Rates Again Improve…Is the Stage Set for Busy Spring Season?

Again this week I’m happy to report that Freddie Mac’s weekly survey shows that the trend for mortgage rates continues to improve. We saw the average rates for 30-year fixed mortgages drop by .18 percent, just this week; and the 15-year average rate fall by .24 percent!

Freddie Mac’s chief economist, Sam Khater, commented that as inflation continues to moderate it’s making room for rates to improve as well. He also said rates have reached their lowest level since September of last year. There’s no doubt this trend will boost homebuyer demand as we creep up on the Spring peak homebuying season.

My advice here, if you are thinking of purchasing this year, is to put your plan together now so that you’re able to take advantage of great opportunities – rates and home prices – when they come up. I can help you explore your options, so reach out, either by replying to this email or texting/calling me at 818.307.6072.

Putting a plan in place is especially important if you are a first-time home buyer!

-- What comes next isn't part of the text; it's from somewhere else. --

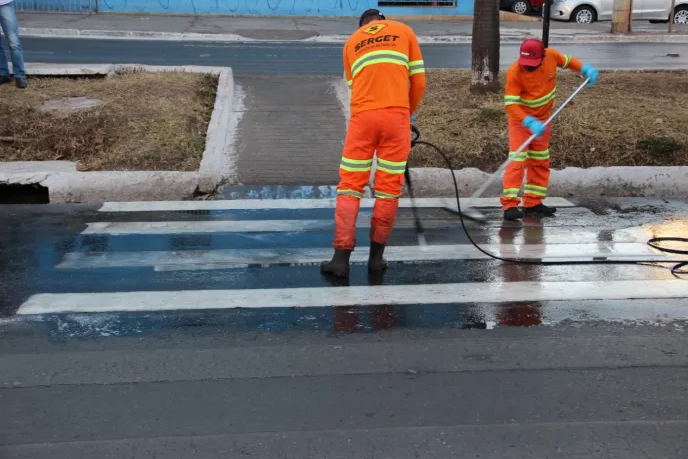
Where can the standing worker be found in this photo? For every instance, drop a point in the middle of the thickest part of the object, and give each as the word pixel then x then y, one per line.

In a recent interview, the CFO of Rocket Companies predicted that first-time home buyers will be the drivers of the home purchase market in 2023 because of improving mortgage rates and the decline in home prices.

As for what else I’m watching this week…

The highest impact economic reports come later in the week on Thursday and Friday beginning with the latest look at GDP (gross domestic product). Fourth-quarter GDP is expected to slow to 2.7 percent annualized growth versus third-quarter growth of 3.2 percent. Seeing this prediction of positive growth again provides evidence that recession remains at bay.

As for housing marketing news, new home sales in December, which in November rose, are expected to fall slightly to a 614,000 annualized rate versus November’s 640,000. Pending home sales, which have been falling steeply month after month, are expected to fall 1.0 percent in December.

And finally, on Friday the Fed’s favorite inflation report comes out, hopefully showing further moderation of inflation. PCE inflation readings for December are expected at no change overall and up 0.3 percent for the core for annual rates of 5.0 and 4.4 percent (versus November’s 5.5 and 4.7 percent).